Frontiers for Young Minds

Frontiers for Young Minds
Core Concept Human Health Collection Article Published: November 1, 2022

Aids: Facts, Fiction, and Future


AIDS (acquired immune deficiency syndrome) is the name used to describe a number of potentially life-threatening infections and illnesses that happen when the immune system has been severely damaged by the human immunodeficiency virus (HIV). HIV/AIDS is considered a pandemic, affecting almost 38 million people throughout the world in 2020 alone. There is no cure for this disease and no vaccine to prevent it. Although people can not be cured, they can live for years with appropriate treatment. In addition to the difficulty of living with a chronic and aggressive disease, people living with HIV/AIDS also suffer frequently from many forms of social stigma and discriminations. In this article, I will tell you about AIDS, the discovery of its viral cause, current available treatments, and future possibilities for decreasing the number of people living with HIV/AIDS. I hope that, by the end of this article, you will understand the global importance of dealing with HIV/AIDS—both scientifically and socially.

Professor Françoise Barré-Sinoussi won the Nobel Prize in Physiology or Medicine in 2008 (jointly with Luc Montagnier) for the discovery of human immunodeficiency virus (HIV).

What is HIV/AIDS?

HIV (human immunodeficiency virus) is a virus that attacks the cells that help the body fight infection, making a person more vulnerable to other infections and diseases. It specifically targets a type of white blood cell called CD4 cells (Figure 1) [1]. CD4 cells are “helper” cells—they help the immune system by activating other immune cells when a foreign invader, like a virus, enters the body.

Figure 1 - Infection by HIV.
  • Figure 1 - Infection by HIV.
  • (1) HIV attaches to a CD4 immune cell before entering it. (2) Viral genetic material (yellow spiral) combines with the DNA of the CD4 cell (blue), and takes over the reproduction system of the cell so that the virus makes additional copies of itself. (3) New HIV particles leave the CD4 cell and go into the blood to infect additional CD4 cells. In this way, HIV continues to multiply and spread throughout the body. Over time, CD4 cells are killed by HIV and the body’s ability to recognize and fight various infections declines.

The human body cannot get rid of HIV by itself and no effective cure for HIV exists presently. Once someone has HIV, they have it for life. If it is left untreated, the body’s immune system becomes so badly damaged that any infections, such as pneumonia, are much more dangerous and life-threatening [2].

The first cases of AIDS were reported in the early 1980s [2] and, soon after, it was declared a global pandemic. It is currently believed that the HIV infection in humans originated from contact with non-human primates (such as chimpanzees and gorillas) in Africa—this is referred to as cross-species transmission [3]. According to the World Health Organization1, almost 80 million people have been infected with HIV since the beginning of the pandemic, and about 45% of them have died2. In 2020, 37.7 million people were living with HIV, 1.5 million people were newly infected with HIV, and 680,000 people died of illnesses related to HIV.

AIDS is found throughout the world, with about two-thirds (69%) of the cases in Africa, about 15.5% in Asia and the Pacific, about 6% in North America and in Central Europe, about 5.5% in Latin America, and about 4% in Eastern Europe and Central Asia (Figure 2).

Figure 2 - Worldwide distribution of HIV in 2020.
  • Figure 2 - Worldwide distribution of HIV in 2020.
  • (Image adapted from: UNAIDS 2021 epidemiological estimates).

How is HIV Spread and What are Its Symptoms?

There are three ways to become infected with HIV: unprotected sexual activity, direct contact with infected blood (for example, through blood transfusions), and transmission from infected mothers to their babies [5]. After HIV is contracted, there are three stages to the disease (Figure 3).
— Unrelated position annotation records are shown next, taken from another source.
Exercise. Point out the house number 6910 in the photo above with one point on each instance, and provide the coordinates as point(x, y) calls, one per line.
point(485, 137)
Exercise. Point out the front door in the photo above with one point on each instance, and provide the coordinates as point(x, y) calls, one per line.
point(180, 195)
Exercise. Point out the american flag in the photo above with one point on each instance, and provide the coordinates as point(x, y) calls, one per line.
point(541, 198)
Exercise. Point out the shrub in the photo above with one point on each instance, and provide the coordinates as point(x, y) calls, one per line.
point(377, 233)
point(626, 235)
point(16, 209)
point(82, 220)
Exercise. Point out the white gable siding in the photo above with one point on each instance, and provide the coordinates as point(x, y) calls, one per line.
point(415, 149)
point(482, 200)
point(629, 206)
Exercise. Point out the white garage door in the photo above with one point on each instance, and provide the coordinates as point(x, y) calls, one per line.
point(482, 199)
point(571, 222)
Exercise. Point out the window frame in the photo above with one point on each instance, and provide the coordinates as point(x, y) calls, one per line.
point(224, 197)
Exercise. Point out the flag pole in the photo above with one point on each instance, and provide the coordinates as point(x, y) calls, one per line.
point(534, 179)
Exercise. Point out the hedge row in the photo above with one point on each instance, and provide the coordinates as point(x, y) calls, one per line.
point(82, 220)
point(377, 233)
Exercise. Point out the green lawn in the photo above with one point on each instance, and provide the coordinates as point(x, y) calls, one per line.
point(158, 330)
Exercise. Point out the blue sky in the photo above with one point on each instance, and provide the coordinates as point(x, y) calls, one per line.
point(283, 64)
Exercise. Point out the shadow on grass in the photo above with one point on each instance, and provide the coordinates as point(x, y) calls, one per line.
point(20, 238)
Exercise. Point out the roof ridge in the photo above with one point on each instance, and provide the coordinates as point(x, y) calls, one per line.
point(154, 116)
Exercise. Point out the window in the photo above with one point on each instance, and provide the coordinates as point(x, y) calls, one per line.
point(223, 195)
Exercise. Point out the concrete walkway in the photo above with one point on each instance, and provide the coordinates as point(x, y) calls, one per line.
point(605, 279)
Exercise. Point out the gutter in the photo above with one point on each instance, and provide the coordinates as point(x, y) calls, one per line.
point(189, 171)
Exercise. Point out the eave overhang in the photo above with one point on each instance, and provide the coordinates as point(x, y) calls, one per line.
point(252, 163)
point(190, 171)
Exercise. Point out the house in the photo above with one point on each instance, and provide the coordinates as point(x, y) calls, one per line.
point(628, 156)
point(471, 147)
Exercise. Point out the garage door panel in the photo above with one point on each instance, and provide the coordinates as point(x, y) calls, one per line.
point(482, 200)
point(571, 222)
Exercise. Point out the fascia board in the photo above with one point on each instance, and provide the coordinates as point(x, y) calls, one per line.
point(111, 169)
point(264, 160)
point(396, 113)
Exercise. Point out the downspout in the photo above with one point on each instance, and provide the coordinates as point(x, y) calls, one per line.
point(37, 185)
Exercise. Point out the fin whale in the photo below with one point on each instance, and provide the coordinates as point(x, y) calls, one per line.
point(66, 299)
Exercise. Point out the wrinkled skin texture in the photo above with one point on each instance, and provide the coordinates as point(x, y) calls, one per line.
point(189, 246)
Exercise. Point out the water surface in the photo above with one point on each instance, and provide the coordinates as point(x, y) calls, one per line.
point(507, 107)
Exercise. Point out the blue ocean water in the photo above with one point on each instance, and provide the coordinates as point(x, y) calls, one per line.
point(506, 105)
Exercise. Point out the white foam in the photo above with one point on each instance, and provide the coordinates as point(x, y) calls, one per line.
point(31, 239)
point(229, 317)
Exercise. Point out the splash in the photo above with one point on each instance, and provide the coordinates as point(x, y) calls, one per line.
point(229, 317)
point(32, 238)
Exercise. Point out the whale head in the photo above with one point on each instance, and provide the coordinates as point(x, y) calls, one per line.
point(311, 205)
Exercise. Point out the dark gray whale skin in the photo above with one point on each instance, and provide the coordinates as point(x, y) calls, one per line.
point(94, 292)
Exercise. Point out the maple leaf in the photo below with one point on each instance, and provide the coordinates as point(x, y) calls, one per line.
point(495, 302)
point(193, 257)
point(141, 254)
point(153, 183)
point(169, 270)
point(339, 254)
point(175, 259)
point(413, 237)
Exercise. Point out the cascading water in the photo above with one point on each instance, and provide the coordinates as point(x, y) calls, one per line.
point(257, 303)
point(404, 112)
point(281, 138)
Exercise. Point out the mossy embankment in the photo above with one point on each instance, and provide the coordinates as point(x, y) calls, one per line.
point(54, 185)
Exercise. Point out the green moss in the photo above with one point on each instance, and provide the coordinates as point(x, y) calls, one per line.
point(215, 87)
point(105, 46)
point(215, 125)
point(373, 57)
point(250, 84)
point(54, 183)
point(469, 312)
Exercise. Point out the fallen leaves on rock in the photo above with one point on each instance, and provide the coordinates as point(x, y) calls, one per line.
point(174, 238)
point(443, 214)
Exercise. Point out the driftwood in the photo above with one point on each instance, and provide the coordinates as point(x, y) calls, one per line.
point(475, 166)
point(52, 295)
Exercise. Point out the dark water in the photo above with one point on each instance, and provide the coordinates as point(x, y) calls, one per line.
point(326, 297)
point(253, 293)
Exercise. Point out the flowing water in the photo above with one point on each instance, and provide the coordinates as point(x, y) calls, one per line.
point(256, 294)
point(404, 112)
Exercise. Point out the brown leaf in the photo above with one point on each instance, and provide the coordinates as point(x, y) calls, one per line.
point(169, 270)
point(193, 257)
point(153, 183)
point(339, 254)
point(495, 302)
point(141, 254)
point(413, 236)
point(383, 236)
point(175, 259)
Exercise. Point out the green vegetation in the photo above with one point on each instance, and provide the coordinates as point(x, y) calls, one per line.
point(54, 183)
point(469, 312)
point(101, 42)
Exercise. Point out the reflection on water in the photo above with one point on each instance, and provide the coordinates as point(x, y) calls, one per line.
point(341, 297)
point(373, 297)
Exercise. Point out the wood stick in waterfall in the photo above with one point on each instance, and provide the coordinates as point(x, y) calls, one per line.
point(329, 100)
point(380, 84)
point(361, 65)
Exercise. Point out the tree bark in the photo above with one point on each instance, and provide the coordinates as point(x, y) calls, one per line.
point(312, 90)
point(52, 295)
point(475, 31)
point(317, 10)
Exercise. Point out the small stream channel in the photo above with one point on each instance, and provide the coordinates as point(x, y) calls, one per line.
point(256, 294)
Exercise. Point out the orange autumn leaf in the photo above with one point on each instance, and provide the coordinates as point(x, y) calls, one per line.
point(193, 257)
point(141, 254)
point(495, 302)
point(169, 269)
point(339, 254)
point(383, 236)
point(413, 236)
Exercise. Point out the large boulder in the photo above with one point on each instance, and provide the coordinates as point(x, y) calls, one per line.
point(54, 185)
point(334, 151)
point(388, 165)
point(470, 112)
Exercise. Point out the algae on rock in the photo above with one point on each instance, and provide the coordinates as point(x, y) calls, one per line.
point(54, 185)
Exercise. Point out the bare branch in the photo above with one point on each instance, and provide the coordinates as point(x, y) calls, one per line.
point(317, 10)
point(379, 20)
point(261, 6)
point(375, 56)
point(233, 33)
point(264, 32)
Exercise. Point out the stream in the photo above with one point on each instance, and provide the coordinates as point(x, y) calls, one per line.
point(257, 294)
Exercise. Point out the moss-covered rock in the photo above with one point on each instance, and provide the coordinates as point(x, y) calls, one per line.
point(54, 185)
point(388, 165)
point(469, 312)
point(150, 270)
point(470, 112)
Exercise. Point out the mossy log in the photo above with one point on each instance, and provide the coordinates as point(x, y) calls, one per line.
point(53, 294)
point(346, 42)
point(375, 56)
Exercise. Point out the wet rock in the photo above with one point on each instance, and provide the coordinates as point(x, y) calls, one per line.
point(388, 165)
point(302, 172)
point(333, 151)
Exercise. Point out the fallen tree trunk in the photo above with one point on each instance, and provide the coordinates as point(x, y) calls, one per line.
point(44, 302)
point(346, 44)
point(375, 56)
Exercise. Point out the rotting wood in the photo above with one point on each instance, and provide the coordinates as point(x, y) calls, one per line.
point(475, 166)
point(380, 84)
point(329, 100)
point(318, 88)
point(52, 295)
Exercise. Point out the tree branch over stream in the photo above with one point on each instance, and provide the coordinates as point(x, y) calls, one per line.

The first stage is called acute HIV, which starts after the initial infection and lasts until the body makes an immune response and begins to produce HIV-specific antibodies. At this stage, HIV viruses are seen in the blood [6] and the virus reproduces rapidly, spreading throughout the body. Some people develop flu-like symptoms in the acute stage, such as fever, sore throat, muscle aches, diarrhea, rash, and fatigue. These symptoms usually appear about two to four weeks after the initial infection.

Figure 3 - Stages of HIV infection.
  • Figure 3 - Stages of HIV infection.
  • If we take blood from patients at the three stages of the disease, we find that in the first stage of the disease (Acute HIV), occurring in the first couple of weeks or months after the infection, the HIV virus spreads quickly. Some, but not all, patients develop flu-like symptoms in this stage. In the second stage (Asymptomatic), which could last for many years, the virus spreads slowly and patients show no symptoms. In the third and final stage (Symptomatic), patients are left with low levels of CD4 cells and show severe symptoms (Image adapted from:

The second stage of an HIV infection is called chronic HIV. At this stage, the virus is still active, however, it is not producing any visible symptoms. Therefore, this stage is also called an asymptomatic (without symptoms) infection. If not treated, the asymptomatic stage can last for years before the third, symptomatic, stage of the disease develops. Although people can not be cured, they can live in the asymptomatic stage for years with appropriate treatment. If not treated, people living with HIV can pass on the virus even though they show no symptoms of the HIV infection. The final and most severe stage of HIV infection is called acquired immunodeficiency syndrome, or AIDS. People are diagnosed with AIDS when their numbers of CD4 cells drop to very low levels, or if they develop other infections that are related to AIDS, which are called opportunistic infections. Opportunistic infections take advantage of the weakened immune system and may eventually cause death if they are left untreated.

HIV/AIDS and Stigma

In the beginning of the 1980s, early studies found that AIDS was especially prevalent among people who used drugs people who received blood transfusions, and men who had sexual contact with men [3]. The stigma of having HIV/AIDS has become widespread and deeply rooted within societies all over the world. This means that people living with HIV are sometimes made to feel ashamed by the societies they live in, so they do not seek out the medical treatment they need. Negative attitudes and false beliefs about HIV and people living with HIV often lead to discrimination and can seriously impact the mental health and wellbeing of these individuals [7, 8].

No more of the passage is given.